The Australian woman was wedged upside down between two boulders

Natalie Stechyson · CBC News

· Posted: Oct 23, 2024 11:05 AM EDT | Last Updated: 6 hours ago

In this photo shared on Facebook by New South Wales Ambulance on Oct. 21, a woman is seen dangling upside down after getting stuck in a rocky crevice in the Hunter Valley while attempting to retrieve her phone. (NSW Ambulance/Facebook)Drop your phone? Of course, pick it up.

Drop your phone down a narrow crevice between two boulders on a jagged hillside? Maybe think twice before going after it.

An Australian woman was rescued earlier this month after getting stuck upside down, wedged between two boulders while trying to retrieve her phone. According to a Facebook post by NSW Ambulance, the woman “got herself in a spot of bother” after she fell into a three-metre crevice in the Hunter Valley, a region north of Sydney known for its wineries and walking trails.

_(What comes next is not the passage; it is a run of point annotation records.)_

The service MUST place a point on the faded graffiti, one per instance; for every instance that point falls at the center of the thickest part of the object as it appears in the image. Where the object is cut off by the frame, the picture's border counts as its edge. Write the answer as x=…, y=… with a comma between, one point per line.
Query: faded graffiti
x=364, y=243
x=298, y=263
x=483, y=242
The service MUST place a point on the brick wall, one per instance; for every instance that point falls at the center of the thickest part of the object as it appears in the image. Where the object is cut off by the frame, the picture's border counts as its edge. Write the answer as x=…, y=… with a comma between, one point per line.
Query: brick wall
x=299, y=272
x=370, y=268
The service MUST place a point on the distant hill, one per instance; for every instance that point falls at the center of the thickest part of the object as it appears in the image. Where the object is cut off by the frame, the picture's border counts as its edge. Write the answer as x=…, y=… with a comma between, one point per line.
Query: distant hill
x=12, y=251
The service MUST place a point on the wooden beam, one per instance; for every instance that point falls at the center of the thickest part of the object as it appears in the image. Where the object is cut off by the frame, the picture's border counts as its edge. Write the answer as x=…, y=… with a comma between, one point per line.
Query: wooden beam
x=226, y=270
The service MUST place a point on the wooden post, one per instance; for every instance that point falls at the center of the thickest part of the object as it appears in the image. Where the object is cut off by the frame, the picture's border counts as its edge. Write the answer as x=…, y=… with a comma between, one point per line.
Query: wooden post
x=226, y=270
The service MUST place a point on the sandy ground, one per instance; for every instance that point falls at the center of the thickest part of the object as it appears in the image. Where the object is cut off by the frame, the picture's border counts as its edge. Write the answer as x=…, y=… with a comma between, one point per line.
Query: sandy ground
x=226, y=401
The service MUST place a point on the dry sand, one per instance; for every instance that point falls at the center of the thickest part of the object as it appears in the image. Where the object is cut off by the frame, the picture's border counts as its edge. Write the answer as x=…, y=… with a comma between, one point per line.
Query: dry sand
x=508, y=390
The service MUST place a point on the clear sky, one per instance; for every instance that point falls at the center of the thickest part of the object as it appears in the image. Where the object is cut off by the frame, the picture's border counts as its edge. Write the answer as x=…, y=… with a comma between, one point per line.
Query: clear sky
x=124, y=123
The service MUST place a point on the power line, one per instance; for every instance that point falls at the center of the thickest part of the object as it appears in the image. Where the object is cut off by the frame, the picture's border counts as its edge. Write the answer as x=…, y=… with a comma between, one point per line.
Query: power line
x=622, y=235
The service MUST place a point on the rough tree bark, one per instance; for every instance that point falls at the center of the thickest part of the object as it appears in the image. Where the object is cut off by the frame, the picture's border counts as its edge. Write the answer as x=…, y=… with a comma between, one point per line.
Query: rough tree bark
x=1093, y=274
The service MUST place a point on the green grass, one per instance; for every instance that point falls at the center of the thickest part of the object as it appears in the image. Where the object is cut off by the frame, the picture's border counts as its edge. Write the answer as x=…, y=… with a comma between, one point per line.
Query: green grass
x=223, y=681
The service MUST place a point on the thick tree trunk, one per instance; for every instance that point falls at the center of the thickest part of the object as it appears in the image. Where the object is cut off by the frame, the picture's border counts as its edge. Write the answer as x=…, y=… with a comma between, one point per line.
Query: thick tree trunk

“With no phone reception and unable to call for help herself, her friends called Triple Zero [Australia’s emergency line] after unsuccessful attempts to free her — the patient was hanging by her feet upside down for over an hour by this point,” reads the statement posted on Monday.

Rescuers work to free the woman who was stuck in a rocky crevice after dropping her phone. (NSW Ambulance/Facebook)A multidisciplinary team worked to remove “several heavy boulders” to create an access point, built a hardwood frame for stability, and then had to navigate the woman out through a “tight S-bend,” the statement explains.

She was stuck for seven hours before she was eventually freed “with only minor scratches and bruises,” the statement said.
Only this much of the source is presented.